ネットの声はパワーエリートには届かない

言いたいことがあれば、インターネットを通じてどんどん発信したらいいと、官邸の関係者は思っているはずです。そういった発言は政策に影響がなく、大多数の国民を動かす力にもなり得ないと、彼らは思っているからです。

インターネット上の過多な情報も同じで、大局にまったく影響はないと考えています。もしも日本がアメリカ型の民主主義国家であったなら、影響が出るかもしれません。しかし、日本は根本が天皇制のシステムのままで民主主義化を行おうとする、ちぐはぐな“民本主義”の国です。国の根っこの部分が君主制で家産国家ですから、国民のどんな発言も大局にまったく影響がないのです。

つまり、国民の発言は行政の上層部にまで上がっていかずに、遮断されているということになります。そうであれば、インターネット上の声は残念ながらカエルの声と同じようなものということになります。

こうした一種の専制的な政治をやっている分には、国民の声が直接政府を動かすことはありません。現在、日本はコロナや、ウクライナ戦争、台湾海峡有事といったものによって、行政権が事実上優位になっています。そのため、今の日本は家産政治国家ともいえるような専制化した状態になっているのです。

ネットが不満を吸収することはむしろ喜ばしい

むしろ、インターネットでみなが騒いでくれるのは、政府にとっては喜ばしいことですらあります。そこで無駄なエネルギーを使ってくれれば、反抗心を持った国民が組織化された政治運動に入ってくることはなく、当然、治安もよくなり、政府にとって非常に好都合な状況となるからです。
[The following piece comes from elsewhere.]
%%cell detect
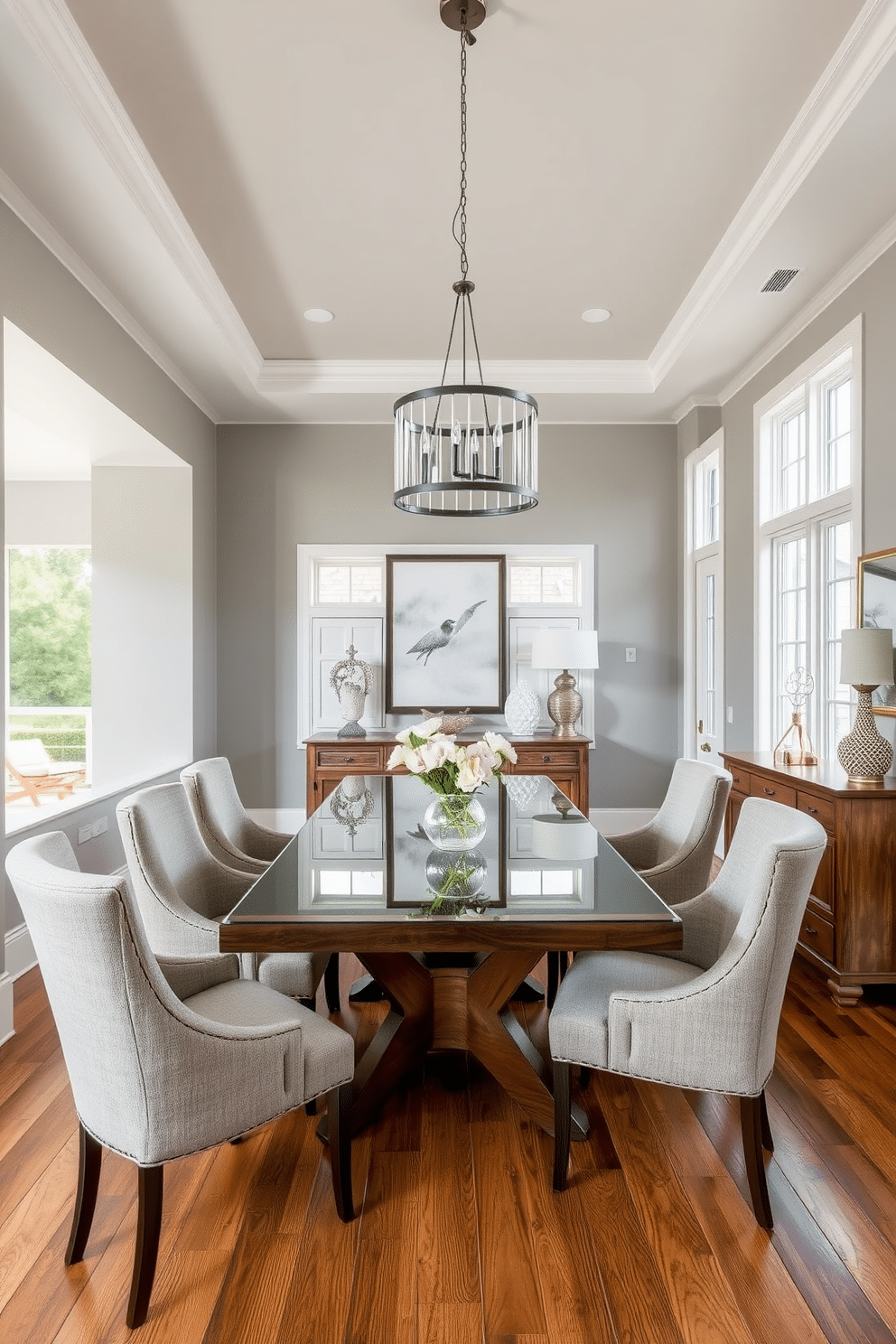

佐藤優『佐藤優の特別講義 民主主義の危機』(Gakken)

もちろん政府は、聞く耳を持っているという態度は常に見せています。しかし、お問い合わせ用の電話番号はあるが機械音声の自動応答状態にしておいたり、メールアドレスだけ記載しておいて積極的回答をしないようにしていたりなど、十分なコンタクトをとることができない状態にしておくためのさまざまな細工を施しておくことがあります。

このように、日本では、パワーエリートと一般国民との大きな距離を生み出しているのは、インターネットによる情報量の過多という問題だけではありません。

国家の機密に深く関係する問題に関しては、一般国民があまり知らないさまざまなしくみがあって、それがパワーエリートにとってきわめて好都合に働いているというのが、日本の現状なのです。